Matthew Salsberg: Talking TV and Poker

Matthew Salsberg: Talking TV and Poker
[img courtesy of WPT Flickr]

As a European one of my weaknesses when reporting on poker is my lack of knowledge when it comes to recognizing the American poker faces, and they do like to come to the Grand Prix de Paris to participate in the World Poker Tour (WPT) event en force.

Last year, one of these invisible Americans was Matt Salsberg. In 2011, he came 70th in the World Series of Poker (WSOP) Main Event for a $108,412 score, but other than that all of his cashes were in the tournaments reserved for the lower rung of the American poker ladder.

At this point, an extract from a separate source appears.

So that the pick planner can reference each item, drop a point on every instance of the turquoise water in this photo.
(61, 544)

“He’s the script writer for Weeds.” A journalist told me.

Suddenly, Salsberg had a face, and to help improve my memory he went on a heater of a lifetime to take the WPT Grand Prix de Paris title after defeating a final table that included Theo Jorgensen, Philipp Gruissem, Timothy Adams, Mohsin Charania and Fabian Quoss.

A one hit wonder?

Just like his scripts, Salsberg has longevity written into his system, and he would build on that victory to grind his way through Season XI emerging at the other end as the WPT Player of the Year.

That’s a lot of poker, and for the first time in his life his writing had to take a back seat whilst he concentrated on dealers, flushes and triple barrel bluffs. Now with a more secure footing in the game, and a WPT POY title to defend, he has an opportunity to integrate the two skills, as he travels around the world writing and playing poker.

“I had a few weeks in LA before I came to Europe, and have a couple of projects that are moving forward. I have to write some stuff over the next few months, but if I get that set up then I can write on airplanes and in hotel rooms so I can continue playing…it should be fun.”

After spanning eight seasons Weeds is right up there with the new vogue of hit televised serials that are taking over the entertainment history. The box set binge that every poker player knows well, and a form of writing that appeals to Salsberg.

“They are what Indie films were 15-20 years ago. They are very character driven, meaning you can dole out the story very slowly, and they have serialized concepts so it becomes this binge viewing of every week there is a cliffhanger. When we made Weeds we were fortunate to do that and it’s a style I love. It’s a great place to be working right now.”

Salsberg once told me that the work behind the scenes on shows like Weeds is very much a team effort, with groups of collaborative writers working together to create plot and character depth. I wondered if all series worked along the same formula.

“They all have writing staff, its very collaborative. It’s impossible to do that much work by yourself. It’s very demanding to create and write a show, and it takes a lot of manpower.”

We then moved on to the intricacies of the open and closed loops that have helped make shows like Breaking Bad so successful.

“There are certain things that can be planned in advance, but you don’t say this is a beginning and this is an end, but you can certainly have a vision of the end of a series, if not an entire show. It’s tough to sell sometimes because executives do want to know that you have a game plan and this is sometimes difficult. Once you get into a writing room and you start filming, things start evolving and changing.”

I was fortunate enough to talk to the author of Alligator Blood James Leighton, who told me that the original script for Runner Runner had changed immensely before the final movie was produced. I asked Salsberg for his view.

“It happens a lot. It’s unfortunate, but it especially happens in film. Writers have no control in film. Directors come on board and have ideas what to do with the script. It’s not unusual for a movie to have 15 different writers, one getting fired after the next. It’s sort a of a giant cluster fuck. It’s unfortunate things do get ruined in the process because writers just don’t have that much control.”

I left Salsberg to ponder his next script, which I am pretty sure has something to do with a back-to-back victory at the WPT Grand Prix de Paris.